ONE OF the consequences of changing business demographics is the move from a collective to an individual approach to employment rights. At the same time, the workforce is becoming more diverse, and the number of directives and regulations is growing – minimum wage, working time, discrimination, there’s even an ageism directive on the horizon. There are no fewer than 100 employment rights.
With more people needing to know more about more things, it’s not surprising that there are gaps in employment knowledge – and they are holding UK businesses, particularly smaller ones, back, says the employment advisory service Acas.
In a survey to be released on Tuesday, Acas finds that 25 per cent of small- and medium-sized employers aren’t familiar with recent changes in employment law and their implications, even though almost all the 500 companies surveyed agreed that good communication on employment matters is an aid to business. Nearly the same proportion feel they don’t have the information or know-how to deal effectively with workplace-related problems.
What Acas calls the ‘rhetoric and reality’ gap is also true for employees. While 93 per cent think good communication on employment rights is positive for business, 31 per cent say their bosses deal with an issue only when it becomes a problem. At the same time, 81 per cent of employees confess they aren’t familiar with new employment regulations.
Some of these gaps may be wilful – as in the case of the 1,000 or so women dismissed every year for being pregnant, according to the Equal Opportunities Commission. But both direct and indirect costs are high. Employment tribunal cases have levelled off at 90,000- 100,000 a year but the size of compensation awards is going up.
In any case, ‘tribunal cases are the tip of the iceberg’, notes Jerry Gibson, Acas regional director for London. ‘There are 1 million job changes a year. Of course, some are people moving on to a better job but how many happen because someone is nursing a grievance that isn’t being dealt with?’
The cost of recruiting is now pounds 4,000 per employee – but that may be far outweighed by the loss of the experience that leaves with the employee, notes Gibson. As the makeup of the workforce changes, there is ‘a compelling business need’ for employers to know the ins and outs of employment law as it applies to diversity and gender – or at least to know where to turn for advice.

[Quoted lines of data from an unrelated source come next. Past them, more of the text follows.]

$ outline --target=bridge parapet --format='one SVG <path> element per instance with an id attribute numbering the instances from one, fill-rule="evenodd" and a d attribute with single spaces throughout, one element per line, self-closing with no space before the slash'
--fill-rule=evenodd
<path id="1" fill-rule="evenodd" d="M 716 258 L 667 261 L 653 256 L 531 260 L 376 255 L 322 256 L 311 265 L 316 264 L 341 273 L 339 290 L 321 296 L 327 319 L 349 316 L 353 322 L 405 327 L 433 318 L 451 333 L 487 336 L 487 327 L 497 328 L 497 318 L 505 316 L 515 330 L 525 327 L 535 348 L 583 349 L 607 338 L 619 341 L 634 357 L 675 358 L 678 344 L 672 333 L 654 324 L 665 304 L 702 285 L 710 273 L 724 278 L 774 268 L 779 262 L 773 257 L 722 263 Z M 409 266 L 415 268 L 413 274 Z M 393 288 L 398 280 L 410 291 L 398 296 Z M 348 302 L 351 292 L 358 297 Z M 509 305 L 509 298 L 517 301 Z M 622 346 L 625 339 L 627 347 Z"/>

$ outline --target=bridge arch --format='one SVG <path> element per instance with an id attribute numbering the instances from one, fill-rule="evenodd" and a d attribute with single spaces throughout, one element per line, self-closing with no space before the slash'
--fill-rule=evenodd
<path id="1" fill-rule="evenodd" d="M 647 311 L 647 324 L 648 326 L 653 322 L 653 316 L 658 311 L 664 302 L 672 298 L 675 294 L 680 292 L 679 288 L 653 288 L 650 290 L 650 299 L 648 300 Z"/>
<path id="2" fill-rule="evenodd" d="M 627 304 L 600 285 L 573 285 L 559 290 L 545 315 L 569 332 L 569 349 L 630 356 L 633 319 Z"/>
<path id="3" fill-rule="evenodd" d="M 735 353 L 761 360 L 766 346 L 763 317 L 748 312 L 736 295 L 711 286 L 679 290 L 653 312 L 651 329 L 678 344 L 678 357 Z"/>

Acas itself mirrors the changing face of UK employment relations. Since its founding in the bad old days of 1974, just before the winter of discontent and the three-day week, Acas has been best- known for its conciliation role. It has played a behind-the-scenes role in almost every important UK labour dispute. With the fall-off in strikes, the decline of the unions in many sectors and the rise of the small firm as an employer of choice, however, it finds itself with an increased educational and advisory role.
Nowadays, Acas is keen to emphasise that only 10 per cent of its 900 or so employees are involved in resolving disputes. Most of its effort goes into a variety of support services (training, information and advice helplines, workshops and consultancy), mostly free or at cost, aiming to prevent small issues becoming large problems in the first place.
‘Prevention is better, and cheaper, than cure,’ says Gibson. ‘Once cases get to tribunal, attitudes harden. We want to get more issues solved in the workplace, before they cause damage. Usually that’s what everyone wants, but a lot of people don’t know where to go for help.’
In the absence of union representatives to keep employers up to the mark or even a dedicated human resources person in small companies, the organisation takes 750,000 help calls a year, split evenly between individuals and employers.
The website gets 500,000 hits a month. Most queries still centre on issues of discipline and dismissal, often around competence and performance improvement. Redundancy and layoff issues are next, and wages and conditions come in third, with a growing category focused on equality, diversity and gender matters, including pregnancy. As the result of a recommendation of the Better Regulation Task Force, Acas is piloting a mediation programme for small companies which has the objective of intervention at an early stage. Another novelty is ‘partnering’ with organisations such as the Engineering Employers’ Federation, chambers of commerce, regional development agencies and even the British Medical Association to improve Acas’s visibility and increase its reach.
The aim is to convince people that observing employee rights and running an effective business are compatible, Gibson emphasises. The two should go together. In ninety-five per cent of cases employee rights are commonsense. When it comes to the tricky last 5 per cent, the rule of thumb should be call Acas before you do something irretrievable, he says.